The numerical results concerning all instances with |Σ| = 4 are summarized in Table 2.2, and concerning all instances with |Σ| = 12 in Table 2.3. Each table row presents the results averaged over 10 problems of the same type. For each of the three methods in the comparison (at least) the first column (with the heading mean) provides the average values of the best solutions obtained over 10 problems, while the second column (time) provides the average computation time (in seconds) necessary to find the corresponding solutions. In the case of CPLEX, this column provides two values in the form X/Y, where X corresponds to the (average) time at which CPLEX was able to find the first valid solution, and Y to the (average) time at which CPLEX found the best solution within 3,600 CPU seconds. An additional column with the heading gap in the case of CPLEX provides the average optimality gaps (in percent), i.e. the average gaps between the upper bounds and the values of the best solutions when stopping a run. A third additional column in the case of CMSA (size (%)) provides the average size of the sub-instances considered in CMSA as a percentage of the original problem size, i.e. the sizes of the complete sets B of common blocks. Finally, note that the best result for each table row is marked with a gray background. The numerical results are presented graphically in Figures 2.1 and 2.2 in terms of the improvement of CMSA over CPLEX and GREEDY (in percent).
The results allow us to make the following observations:
In summary, CMSA is competitive when CPLEX is applied to the original ILP model when the size is rather small. The larger the size of the inputs, and the smaller the alphabet size, the greater the general advantage of CMSA over the other algorithms.
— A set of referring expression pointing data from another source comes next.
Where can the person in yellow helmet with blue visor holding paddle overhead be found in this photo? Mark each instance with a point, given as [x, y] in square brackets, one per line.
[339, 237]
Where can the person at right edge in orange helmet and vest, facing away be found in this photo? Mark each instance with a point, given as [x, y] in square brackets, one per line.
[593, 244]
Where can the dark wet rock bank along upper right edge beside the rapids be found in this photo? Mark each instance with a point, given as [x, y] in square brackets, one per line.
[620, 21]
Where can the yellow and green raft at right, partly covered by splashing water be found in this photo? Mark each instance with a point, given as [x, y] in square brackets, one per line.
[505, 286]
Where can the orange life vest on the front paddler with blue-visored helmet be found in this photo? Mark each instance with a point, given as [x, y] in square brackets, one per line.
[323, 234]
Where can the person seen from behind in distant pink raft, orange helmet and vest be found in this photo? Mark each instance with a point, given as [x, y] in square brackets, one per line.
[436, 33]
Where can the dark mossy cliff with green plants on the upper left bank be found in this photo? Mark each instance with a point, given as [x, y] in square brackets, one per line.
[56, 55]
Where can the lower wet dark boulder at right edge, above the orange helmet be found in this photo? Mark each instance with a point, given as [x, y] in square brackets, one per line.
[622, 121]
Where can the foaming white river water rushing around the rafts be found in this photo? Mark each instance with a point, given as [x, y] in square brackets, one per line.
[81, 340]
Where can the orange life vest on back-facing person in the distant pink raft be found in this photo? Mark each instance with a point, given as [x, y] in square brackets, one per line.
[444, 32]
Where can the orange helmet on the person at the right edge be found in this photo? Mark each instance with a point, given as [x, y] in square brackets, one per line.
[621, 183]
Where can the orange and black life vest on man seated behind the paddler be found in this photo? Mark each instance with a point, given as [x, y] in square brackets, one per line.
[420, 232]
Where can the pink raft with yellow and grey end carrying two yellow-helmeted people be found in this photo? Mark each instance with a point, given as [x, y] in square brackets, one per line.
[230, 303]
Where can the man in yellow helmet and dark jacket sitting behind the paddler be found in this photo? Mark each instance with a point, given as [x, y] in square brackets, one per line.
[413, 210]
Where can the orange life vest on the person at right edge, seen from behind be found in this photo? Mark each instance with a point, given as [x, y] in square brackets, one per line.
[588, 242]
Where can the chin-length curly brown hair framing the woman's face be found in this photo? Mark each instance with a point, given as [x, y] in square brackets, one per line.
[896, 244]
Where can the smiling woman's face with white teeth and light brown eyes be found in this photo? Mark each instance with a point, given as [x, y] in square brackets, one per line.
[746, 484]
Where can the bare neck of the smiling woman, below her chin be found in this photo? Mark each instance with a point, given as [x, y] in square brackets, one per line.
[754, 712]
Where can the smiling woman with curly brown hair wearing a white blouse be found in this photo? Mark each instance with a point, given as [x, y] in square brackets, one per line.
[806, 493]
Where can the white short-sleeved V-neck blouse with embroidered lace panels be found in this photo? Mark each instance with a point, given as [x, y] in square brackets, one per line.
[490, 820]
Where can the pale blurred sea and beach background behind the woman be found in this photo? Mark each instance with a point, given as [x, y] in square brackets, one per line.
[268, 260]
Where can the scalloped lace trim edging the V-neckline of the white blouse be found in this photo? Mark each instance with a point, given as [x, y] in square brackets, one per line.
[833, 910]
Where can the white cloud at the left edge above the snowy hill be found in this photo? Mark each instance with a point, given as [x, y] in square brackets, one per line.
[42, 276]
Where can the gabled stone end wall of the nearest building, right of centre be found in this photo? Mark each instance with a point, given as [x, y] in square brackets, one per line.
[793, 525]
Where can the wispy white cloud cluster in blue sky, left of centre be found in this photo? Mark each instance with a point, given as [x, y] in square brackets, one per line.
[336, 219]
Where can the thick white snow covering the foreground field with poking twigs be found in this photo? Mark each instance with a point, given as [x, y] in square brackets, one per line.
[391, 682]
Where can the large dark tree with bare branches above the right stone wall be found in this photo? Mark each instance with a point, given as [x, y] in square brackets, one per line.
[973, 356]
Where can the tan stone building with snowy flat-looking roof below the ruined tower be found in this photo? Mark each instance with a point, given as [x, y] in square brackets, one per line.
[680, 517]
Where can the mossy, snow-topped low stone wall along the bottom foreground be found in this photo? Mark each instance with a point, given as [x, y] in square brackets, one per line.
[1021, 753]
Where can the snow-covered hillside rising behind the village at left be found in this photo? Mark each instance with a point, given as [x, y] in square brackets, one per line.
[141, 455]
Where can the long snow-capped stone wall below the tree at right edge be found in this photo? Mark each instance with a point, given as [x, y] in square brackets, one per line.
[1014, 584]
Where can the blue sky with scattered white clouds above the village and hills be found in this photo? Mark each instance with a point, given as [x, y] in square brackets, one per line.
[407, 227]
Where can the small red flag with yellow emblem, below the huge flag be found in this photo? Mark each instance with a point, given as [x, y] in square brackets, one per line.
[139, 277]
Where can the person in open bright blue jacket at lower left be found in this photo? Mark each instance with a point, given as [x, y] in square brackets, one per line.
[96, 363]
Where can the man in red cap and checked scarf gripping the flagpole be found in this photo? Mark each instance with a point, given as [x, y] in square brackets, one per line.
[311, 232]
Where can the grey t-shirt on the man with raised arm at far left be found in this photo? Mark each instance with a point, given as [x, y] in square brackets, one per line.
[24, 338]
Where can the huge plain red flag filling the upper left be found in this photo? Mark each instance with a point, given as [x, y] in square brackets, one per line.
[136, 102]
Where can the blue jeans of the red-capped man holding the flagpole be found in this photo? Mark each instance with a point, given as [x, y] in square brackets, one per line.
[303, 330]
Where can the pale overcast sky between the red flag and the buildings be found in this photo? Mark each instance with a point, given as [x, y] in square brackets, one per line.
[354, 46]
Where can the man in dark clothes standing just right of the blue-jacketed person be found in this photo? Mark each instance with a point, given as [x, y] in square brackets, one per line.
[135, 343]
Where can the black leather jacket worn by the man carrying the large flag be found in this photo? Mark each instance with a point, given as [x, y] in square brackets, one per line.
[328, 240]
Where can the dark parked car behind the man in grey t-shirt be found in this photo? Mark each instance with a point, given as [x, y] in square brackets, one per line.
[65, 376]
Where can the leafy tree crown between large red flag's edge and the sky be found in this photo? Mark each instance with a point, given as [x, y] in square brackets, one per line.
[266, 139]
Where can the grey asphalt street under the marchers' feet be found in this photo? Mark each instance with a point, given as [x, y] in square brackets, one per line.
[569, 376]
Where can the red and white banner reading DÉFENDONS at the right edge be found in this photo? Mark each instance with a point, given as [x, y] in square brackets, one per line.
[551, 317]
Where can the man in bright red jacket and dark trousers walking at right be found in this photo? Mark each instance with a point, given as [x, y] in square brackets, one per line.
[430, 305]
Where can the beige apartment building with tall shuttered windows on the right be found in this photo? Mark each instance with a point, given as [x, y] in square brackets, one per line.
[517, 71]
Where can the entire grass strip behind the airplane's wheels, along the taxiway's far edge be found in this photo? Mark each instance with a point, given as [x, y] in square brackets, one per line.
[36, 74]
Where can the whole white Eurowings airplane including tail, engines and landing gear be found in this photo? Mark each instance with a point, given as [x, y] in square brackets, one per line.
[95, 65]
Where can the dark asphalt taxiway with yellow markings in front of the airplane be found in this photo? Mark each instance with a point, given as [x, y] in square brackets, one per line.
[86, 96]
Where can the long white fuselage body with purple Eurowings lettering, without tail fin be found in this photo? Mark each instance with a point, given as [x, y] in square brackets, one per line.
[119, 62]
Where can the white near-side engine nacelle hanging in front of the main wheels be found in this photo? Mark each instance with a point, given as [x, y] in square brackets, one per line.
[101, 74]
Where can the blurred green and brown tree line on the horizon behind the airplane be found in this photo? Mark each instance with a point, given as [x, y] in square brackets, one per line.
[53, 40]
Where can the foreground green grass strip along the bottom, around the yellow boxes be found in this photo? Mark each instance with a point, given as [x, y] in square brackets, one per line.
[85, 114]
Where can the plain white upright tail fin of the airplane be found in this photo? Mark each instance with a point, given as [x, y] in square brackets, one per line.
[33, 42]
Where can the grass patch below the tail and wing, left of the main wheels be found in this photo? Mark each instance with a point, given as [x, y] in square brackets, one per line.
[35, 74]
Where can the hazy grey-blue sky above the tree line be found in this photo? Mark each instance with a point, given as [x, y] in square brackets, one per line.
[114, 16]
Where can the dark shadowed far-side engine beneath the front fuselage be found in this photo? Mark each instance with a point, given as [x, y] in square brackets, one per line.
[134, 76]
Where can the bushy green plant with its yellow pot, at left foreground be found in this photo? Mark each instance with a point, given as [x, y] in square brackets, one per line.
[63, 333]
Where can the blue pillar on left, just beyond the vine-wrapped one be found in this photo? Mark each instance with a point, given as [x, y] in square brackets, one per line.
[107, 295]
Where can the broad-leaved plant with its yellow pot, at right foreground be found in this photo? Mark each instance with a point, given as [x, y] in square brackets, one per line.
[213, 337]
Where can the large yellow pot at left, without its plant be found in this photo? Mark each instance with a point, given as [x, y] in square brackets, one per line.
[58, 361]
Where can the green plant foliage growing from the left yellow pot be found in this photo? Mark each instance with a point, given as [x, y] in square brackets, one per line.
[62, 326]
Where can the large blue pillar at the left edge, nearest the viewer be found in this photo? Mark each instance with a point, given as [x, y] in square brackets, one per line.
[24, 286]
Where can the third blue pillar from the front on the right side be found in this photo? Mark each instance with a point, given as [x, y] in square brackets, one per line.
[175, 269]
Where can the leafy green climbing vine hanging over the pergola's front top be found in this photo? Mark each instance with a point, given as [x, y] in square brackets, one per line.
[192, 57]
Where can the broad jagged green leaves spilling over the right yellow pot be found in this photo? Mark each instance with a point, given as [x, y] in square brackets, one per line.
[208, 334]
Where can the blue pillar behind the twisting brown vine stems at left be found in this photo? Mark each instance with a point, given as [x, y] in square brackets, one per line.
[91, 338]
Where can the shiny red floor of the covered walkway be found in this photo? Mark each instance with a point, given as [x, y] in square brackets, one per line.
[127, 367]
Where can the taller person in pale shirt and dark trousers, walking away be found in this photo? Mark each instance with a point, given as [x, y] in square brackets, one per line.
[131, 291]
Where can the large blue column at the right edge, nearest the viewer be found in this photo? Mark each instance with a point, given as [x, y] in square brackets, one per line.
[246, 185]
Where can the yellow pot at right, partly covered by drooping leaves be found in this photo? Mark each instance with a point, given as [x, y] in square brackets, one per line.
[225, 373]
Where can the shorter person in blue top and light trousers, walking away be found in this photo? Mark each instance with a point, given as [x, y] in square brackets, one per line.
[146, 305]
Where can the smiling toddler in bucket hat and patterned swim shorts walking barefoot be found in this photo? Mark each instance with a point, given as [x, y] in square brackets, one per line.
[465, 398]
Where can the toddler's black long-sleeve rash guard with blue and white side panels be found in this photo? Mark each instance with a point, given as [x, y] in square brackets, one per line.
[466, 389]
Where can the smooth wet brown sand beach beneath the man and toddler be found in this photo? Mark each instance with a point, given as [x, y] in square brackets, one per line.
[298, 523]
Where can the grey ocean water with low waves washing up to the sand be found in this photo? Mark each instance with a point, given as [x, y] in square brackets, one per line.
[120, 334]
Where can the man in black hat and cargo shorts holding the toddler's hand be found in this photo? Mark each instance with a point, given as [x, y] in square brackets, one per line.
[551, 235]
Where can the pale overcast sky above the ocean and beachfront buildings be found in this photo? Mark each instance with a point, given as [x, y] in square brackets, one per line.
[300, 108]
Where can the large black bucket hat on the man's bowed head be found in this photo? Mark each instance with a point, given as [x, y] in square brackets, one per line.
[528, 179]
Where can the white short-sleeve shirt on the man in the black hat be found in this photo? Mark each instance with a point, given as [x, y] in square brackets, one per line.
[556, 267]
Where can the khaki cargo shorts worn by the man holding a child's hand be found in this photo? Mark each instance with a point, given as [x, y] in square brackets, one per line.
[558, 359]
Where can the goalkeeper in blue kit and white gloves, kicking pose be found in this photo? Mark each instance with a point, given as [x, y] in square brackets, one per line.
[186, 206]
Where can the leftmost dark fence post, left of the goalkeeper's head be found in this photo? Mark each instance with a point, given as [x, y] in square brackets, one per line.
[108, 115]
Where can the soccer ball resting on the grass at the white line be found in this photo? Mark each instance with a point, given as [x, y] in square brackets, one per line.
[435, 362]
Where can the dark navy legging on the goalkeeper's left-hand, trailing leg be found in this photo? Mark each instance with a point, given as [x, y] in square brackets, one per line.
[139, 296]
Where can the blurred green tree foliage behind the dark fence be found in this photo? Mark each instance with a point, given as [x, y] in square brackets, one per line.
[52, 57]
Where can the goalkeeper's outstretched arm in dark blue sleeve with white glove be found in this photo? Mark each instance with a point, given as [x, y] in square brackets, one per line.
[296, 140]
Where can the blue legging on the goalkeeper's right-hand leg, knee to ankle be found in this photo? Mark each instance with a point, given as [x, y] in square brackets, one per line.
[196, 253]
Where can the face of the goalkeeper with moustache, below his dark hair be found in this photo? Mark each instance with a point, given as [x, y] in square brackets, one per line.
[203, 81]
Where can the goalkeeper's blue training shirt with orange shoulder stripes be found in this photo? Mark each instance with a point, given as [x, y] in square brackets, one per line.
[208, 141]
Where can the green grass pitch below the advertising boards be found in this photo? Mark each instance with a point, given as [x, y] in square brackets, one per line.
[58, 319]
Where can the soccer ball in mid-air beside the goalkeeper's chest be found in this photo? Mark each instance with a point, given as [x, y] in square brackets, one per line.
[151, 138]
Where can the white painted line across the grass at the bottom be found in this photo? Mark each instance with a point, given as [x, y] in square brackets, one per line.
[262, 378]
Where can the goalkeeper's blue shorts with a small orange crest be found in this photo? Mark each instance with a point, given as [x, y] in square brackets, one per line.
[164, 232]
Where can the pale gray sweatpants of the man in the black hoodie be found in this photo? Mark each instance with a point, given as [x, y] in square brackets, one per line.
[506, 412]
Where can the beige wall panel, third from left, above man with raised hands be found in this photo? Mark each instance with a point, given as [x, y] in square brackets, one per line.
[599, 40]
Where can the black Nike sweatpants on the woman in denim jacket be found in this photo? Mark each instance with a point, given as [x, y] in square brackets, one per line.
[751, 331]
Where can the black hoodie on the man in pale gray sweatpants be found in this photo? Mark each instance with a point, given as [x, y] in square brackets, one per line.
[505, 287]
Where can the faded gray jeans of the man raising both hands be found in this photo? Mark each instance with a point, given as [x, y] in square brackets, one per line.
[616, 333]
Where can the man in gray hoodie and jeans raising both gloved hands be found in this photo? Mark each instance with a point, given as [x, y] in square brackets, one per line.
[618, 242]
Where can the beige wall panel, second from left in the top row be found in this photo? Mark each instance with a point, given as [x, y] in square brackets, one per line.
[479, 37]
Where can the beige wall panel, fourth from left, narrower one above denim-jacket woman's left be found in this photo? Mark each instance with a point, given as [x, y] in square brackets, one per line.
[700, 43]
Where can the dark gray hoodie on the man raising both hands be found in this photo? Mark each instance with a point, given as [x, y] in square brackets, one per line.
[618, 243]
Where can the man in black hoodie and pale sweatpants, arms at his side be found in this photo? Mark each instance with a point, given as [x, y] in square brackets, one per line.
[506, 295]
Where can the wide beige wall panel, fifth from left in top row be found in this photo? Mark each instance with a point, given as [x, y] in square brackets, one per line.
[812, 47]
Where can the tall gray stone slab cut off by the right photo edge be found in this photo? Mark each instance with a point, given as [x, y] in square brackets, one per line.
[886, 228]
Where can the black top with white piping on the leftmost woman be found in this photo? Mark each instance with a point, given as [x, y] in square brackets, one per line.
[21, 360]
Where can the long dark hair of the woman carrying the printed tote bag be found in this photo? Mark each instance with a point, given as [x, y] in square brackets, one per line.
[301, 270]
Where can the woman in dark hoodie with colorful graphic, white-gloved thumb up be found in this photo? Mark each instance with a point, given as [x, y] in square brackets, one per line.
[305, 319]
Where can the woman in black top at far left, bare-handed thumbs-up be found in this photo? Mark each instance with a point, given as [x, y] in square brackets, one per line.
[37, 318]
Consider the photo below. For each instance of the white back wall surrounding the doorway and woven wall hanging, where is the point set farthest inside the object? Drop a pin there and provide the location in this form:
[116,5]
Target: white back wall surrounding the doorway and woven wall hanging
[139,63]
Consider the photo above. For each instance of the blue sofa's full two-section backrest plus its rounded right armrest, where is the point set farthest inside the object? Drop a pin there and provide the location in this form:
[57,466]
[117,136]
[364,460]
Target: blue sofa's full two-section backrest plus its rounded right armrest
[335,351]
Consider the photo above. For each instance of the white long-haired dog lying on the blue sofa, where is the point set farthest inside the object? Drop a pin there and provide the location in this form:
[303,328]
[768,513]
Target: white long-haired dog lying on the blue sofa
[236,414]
Finally, the size of the sub-instances that are generated (and maintained) within CMSA in comparison to the size of the original problems are presented. These sub-instance sizes are provided in a graphical way in Figure 2.3. Note that these graphics show the sub-instance sizes averaged over all instances of the same alphabet size and the same ld value. In all cases, the x-axis ranges from instances with a small base-length (n) at the left, to instances with a large base-length at the right. Interestingly, when the base-length is rather small, the sub-instances tackled in CMSA are rather large (up to ≈ 55% of the size of the original problems). With growing base-length, the size of the sub-instances tackled decreases. The reason for this trend is as follows. As CPLEX is very efficient for problems created with rather small base-lengths, the parameter values of CMSA are chosen during the irace tuning process so that the sub-instance become quite large. With growing base-length, however, the parameter values chosen during tuning lead to smaller sub-instances, simply because CPLEX is not so efficient when applied to sub-instances that are not much smaller than the original problems.
For the UMCSP problem, pure metaheuristic approaches such as the MMAS algorithm from [FER 13a, FER 14] have been greatly outperformed by the application of CPLEX to the existing benchmarks. Understanding the reason for this will be an important step towards the development of pure metaheuristics – note that CMSA is a hybrid metaheuristic because it makes use of an ILP solver – for MCSP and UMCSP problems. This will be necessary as CPLEX and CMSA will reach their limits with growing problem size.